Maybe, but EV production is going to be too slow for some time to affect gas prices. But one day, I can dream.

I think the great thing in Tesla Model S is it that it is not just a great EV it is a great car. Even if it were a ICE Model S it would still be a great car if it had same interior, same performance and same trunk space. Being EV is just a bonus (a big one).

This is a car for normal people, not just treehuggers and green fanatics.

...thinking process interrupted.

I think that if Tesla manages to break the public preconception of EV being just for green people and them being glorified golf carts, it doesn't matter what gasoline prices do, Tesla EV:s would still sell very well. It is that preconception that is in the way, and it looks like it is getting weaker and weaker every day. Especially with enough fast chargers installed so that "range anxiety" gets removed.

Another point that hasn't been mentioned is insurance rates. Unlike ICE cars, parts are plentiful and easily replaced at many dealers and service shops.

The Model S is going to be a very technologically complex car, which even in "minor" accidents could end up being extremely expensive. Please note I'm not talking about Model S safety issues but rather replacement costs, especially if there happens to be any battery damage. This has not been factored in by the insurance companies at this time.

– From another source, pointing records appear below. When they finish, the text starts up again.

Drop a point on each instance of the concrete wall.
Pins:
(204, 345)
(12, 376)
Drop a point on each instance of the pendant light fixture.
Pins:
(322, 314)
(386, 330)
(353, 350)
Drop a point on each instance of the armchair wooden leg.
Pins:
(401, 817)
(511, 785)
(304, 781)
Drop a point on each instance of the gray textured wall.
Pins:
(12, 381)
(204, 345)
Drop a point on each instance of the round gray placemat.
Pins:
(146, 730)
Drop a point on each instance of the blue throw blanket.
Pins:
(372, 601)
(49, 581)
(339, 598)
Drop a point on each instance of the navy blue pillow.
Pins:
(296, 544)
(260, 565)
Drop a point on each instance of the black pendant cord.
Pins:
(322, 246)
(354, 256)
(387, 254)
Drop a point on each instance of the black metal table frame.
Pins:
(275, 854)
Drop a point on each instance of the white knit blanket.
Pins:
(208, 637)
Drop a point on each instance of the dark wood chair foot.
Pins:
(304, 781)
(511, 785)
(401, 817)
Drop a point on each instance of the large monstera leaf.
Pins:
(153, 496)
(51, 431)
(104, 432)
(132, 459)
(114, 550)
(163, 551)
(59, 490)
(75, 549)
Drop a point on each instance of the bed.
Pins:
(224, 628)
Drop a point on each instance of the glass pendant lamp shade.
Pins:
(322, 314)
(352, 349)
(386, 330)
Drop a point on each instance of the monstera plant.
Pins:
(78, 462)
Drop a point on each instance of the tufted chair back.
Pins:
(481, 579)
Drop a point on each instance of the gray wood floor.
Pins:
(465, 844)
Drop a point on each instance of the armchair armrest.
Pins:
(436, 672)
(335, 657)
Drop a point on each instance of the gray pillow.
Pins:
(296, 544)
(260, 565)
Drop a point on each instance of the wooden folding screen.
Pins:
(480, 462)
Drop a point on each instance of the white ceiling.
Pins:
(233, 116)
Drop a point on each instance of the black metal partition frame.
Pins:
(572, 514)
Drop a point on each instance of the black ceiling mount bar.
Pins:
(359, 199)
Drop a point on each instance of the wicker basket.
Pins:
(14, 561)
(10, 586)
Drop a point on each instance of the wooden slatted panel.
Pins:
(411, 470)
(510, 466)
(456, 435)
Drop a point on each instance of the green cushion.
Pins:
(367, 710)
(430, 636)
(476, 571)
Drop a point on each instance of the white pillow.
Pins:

I know I pay less insurance for my Roadster than my Audi Q7 (you figure), but I'm honestly shocked at that. Its not as if you could easily replace any non-cosmetic damage.

I think Model S is actually technologically very simple car compared to modern ICE car. Way less parts in way less vulnerable positions. Only thing that could make it cost more is aluminum body which costs more to fix than traditional steel one.

@Jerry
I'm not in the insurance industry (and I'm sure someone will correct me if I'm wrong) but the costs that eat the insurance companies alive are the medical and liability components of the policy.

The hard thing for them to figure out will be the value of the car over time along with the rate at which cars will be "totaled" based on the repair costs and the residual value of the vehicle versus simply needing repairs. There will be plenty of arguments regarding the payout value of a damaged Model S that the insurance companies decides has been totaled.

Getting back to the thread, as we pour over the 3Q overview to stockholders, let's not forget the initial slide, "Forward Looking statements". That is standard boiler plate in the securities industry, and tells you (and your lawyers) not to take it as gospel. Basically it says these are our intentions but it may not work out, so don't expecct to hold us responsible if it doesn't.

Having said that, I am content with where Tesla is, where my reservation is (P2884), where the pricing is, and where my Tesla stock investment is.